As of this writing, Congress has not passed legislation to accelerate the decrease in the lifetime estate and gift tax exemption, increase taxation of capital gains, or eliminate the “step-up in basis” on capital assets upon death.
Regardless of any pending legislation, it is important to note that the historically high Trump era lifetime estate and gift tax exemption will automatically decrease to approximately $6.2 million after December 31, 2025, from its current $11.7 million.
For individuals that would otherwise have a taxable estate worth more than $6.2 million if they died after 2025, there is obviously good reason to use up the remaining exemption before 2025; however, it is not clear that such persons should make a substantial gift as soon as they possibly can.
For individuals who believe their net worth may decrease in the next few years (such as, in the wake of a stock market correction) and who have assets worth more than the current exemption amount, it may be prudent to wait until such a decline to take advantage of a portion of the exemption. (i.e., so that one is not in a situation where the transferred assets are counted at their high value for purposes of determining how much exemption has been used up, but then subsequently decline in value after the transfer.)
A person in this situation may choose not to attempt to “time the market” and instead spread the risk of a major post-transfer decline by making several gifts over the next few years. A counterpoint to this line of thought is that for individuals who believe their assets are likely to increase in value, it would be best to make gifts of the assets right now so that the increase in value happens after the transfer and does not use up the further exemption.

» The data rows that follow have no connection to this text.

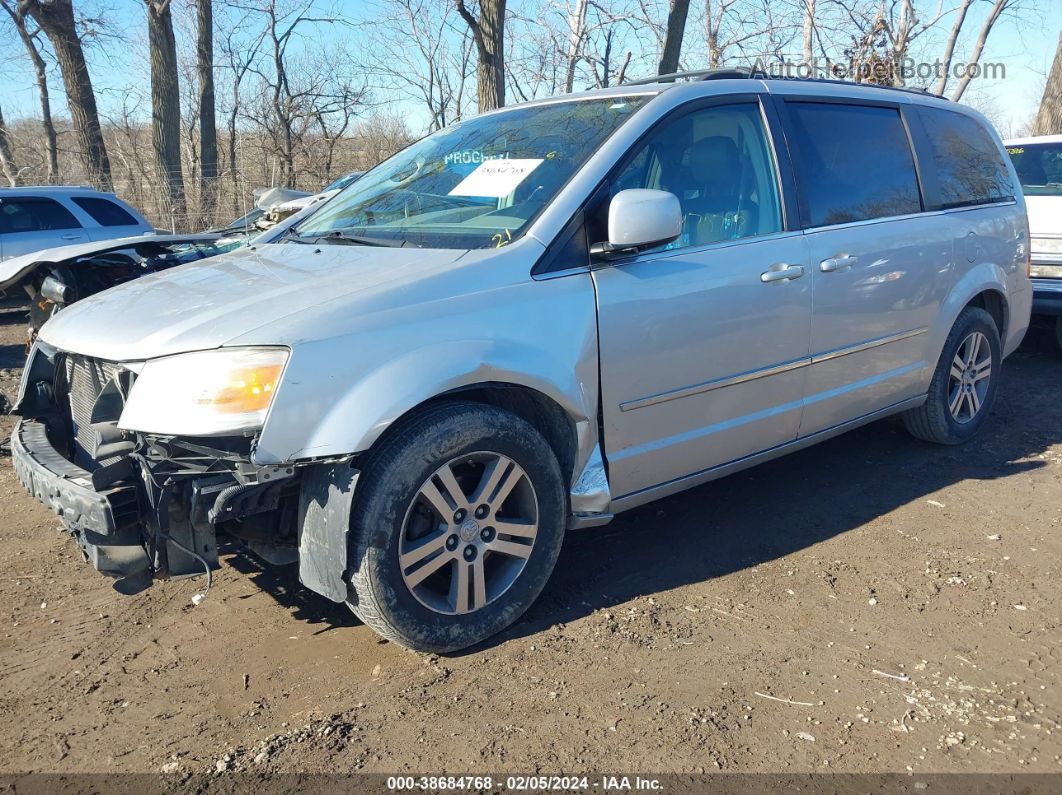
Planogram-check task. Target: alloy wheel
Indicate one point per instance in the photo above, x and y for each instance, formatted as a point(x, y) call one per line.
point(969, 379)
point(467, 533)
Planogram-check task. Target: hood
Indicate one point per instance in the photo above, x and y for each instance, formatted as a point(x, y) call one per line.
point(1045, 215)
point(15, 269)
point(267, 199)
point(206, 304)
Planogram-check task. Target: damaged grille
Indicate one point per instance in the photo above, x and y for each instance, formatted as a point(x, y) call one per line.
point(78, 390)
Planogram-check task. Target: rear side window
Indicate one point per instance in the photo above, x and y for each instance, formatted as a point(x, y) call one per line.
point(1039, 167)
point(968, 163)
point(104, 211)
point(854, 162)
point(34, 214)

Further, there is also a partial tradeoff between gifting assets during life and retaining assets in one’s name until death. Gifting assets during life avoids the estate tax at death but causes the assets to be subject to capital gains tax when the trust or other recipient eventually sells them. Conversely, retaining assets in one’s name until death, causes the assets to be subject to estate tax at death and gives a “step-up in basis” that can afford the recipient substantial savings on capital gains taxes upon sale of assets in the future. The bottom line is that a reliable answer cannot be gotten just by looking at the dollar value of one’s assets: built-in-gain of the assets and their likely changes in value in the next few years are relevant. As always, the personal goals of the client and the needs of the future recipient(s) are also relevant.
Though we are in a time of political and economic uncertainty, the ultimate answer is the same as always. The most prudent way to plan for the future is to have a thorough review of your assets, family circumstances, and economic goals with both your attorney and your financial advisor.